Her Honour’s reasons indicated that the father’s application was for an order for indemnity costs, or in the alternative, costs fixed by reference to the scale of fees referrable to the Family Law Rules 2004 (Cth) rather than, as her Honour noted, by reference to the scale of fees in Schedule 1 to the Federal Circuit Court Rules. In that event, her Honour herself arrived at an amount of costs referrable to the correct fee schedule and, fixed the costs in the amount ordered.
The mother’s appeal grounds contend that her Honour erred in making the costs order because: it operates to deprive her of justice; the primary judge “refused” to consider her long term financial hardship and the primary judge “refused” to consider the loss of her qualifications and her inability to obtain a “Working with Children” certificate.
None of these grounds are made out. The primary judge’s reasons demonstrate that she took into account each of these matters, weighing them in the determination of whether a costs order should be made. The essence then of the challenge is that her Honour failed to accept the mother’s arguments against making the order and that does not amount to error.
Conclusion
The appeals will thus be dismissed.
Application in an Appeal
The mother sought leave to adduce evidence in the appeal, being evidence which she asserted would demonstrate that the film taken on the father’s phone in 2013 and on which he relied to seek parenting orders in his favour, was not genuine. This issue, as we have indicated, sits at the heart of the mother’s ongoing applications for parenting orders and, again as we have said, she is convinced that once she has possession of the phone, she can prove that the parenting orders made in 2015 were made in error.

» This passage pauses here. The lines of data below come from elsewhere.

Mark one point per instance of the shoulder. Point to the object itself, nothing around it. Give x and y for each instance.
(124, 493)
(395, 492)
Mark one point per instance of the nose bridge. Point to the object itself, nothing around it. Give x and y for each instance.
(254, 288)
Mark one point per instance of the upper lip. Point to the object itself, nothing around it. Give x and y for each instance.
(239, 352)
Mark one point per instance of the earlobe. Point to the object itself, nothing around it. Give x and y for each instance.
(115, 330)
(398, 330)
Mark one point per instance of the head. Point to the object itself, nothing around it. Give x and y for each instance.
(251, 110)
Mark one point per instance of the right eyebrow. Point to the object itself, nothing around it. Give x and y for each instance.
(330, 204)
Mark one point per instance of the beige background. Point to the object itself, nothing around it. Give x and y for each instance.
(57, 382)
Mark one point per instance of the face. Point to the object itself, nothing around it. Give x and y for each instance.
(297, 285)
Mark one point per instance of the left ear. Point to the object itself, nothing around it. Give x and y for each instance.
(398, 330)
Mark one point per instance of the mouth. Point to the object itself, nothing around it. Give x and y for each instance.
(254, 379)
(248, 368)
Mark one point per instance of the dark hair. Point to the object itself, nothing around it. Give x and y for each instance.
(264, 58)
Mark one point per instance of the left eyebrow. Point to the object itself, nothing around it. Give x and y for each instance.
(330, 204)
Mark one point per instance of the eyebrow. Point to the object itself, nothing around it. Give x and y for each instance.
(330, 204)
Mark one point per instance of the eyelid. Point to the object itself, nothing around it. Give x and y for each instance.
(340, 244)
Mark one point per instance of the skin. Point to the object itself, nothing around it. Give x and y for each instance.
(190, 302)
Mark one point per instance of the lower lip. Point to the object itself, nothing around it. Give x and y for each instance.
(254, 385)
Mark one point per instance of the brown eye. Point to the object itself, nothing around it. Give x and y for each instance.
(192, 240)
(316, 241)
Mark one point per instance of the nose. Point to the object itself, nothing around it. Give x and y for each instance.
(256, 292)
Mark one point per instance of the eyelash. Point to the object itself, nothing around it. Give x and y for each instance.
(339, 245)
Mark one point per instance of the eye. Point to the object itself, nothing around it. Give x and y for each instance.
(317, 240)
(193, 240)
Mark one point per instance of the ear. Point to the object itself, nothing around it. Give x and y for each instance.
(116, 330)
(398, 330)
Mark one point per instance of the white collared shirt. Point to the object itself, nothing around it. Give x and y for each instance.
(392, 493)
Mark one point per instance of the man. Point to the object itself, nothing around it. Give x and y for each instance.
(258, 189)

The primary judge refused to permit the mother to inspect documents produced to the Court in her pursuit of that evidence.
The capacity of the Full Court to accept further evidence on appeal is constrained and the evidence which the mother would have had us accept does not fall within those constraints and thus we refused the application (see CDJ v VAJ (1998) 197 CLR 172 at 201).
Costs of the Appeal
At the conclusion of the appeal hearing both parties made submissions as to the costs of the appeal. It was argued for the father that if the appeal was wholly unsuccessful, the mother should pay his costs of the appeal. The mother opposed any order for costs on the basis that she is impecunious, is not currently working and has no property or savings from which a costs order could be met.
Counsel for the father submitted that from the property settlement order made in the mother’s favour and after deduction of costs orders already made, some small amount of money remained from which the mother could meet at least part of the father’s claimed costs of the appeal.
We bear in mind that the usual position in proceedings under the Act is that each party shall bear his or her own costs (s 117(1) of the Act). However, the Court may make an order for costs if there are circumstances that justify it doing so (s 117(2)) and in this case, we note that the mother’s appeal has been wholly unsuccessful (s 117(2A)(e)).
Even though the mother’s appeal has been wholly unsuccessful we are of the view, given the substantial financial disparity between the earnings of the mother and the father, and the mother’s poor financial circumstances generally, that it would not be just for a costs order to be made in these proceedings.
I certify that the preceding fifty-seven (57) paragraphs are a true copy of the reasons for judgment of the Honourable Full Court (Strickland, Ainslie-Wallace & Tree JJ) delivered on 20 May 2020.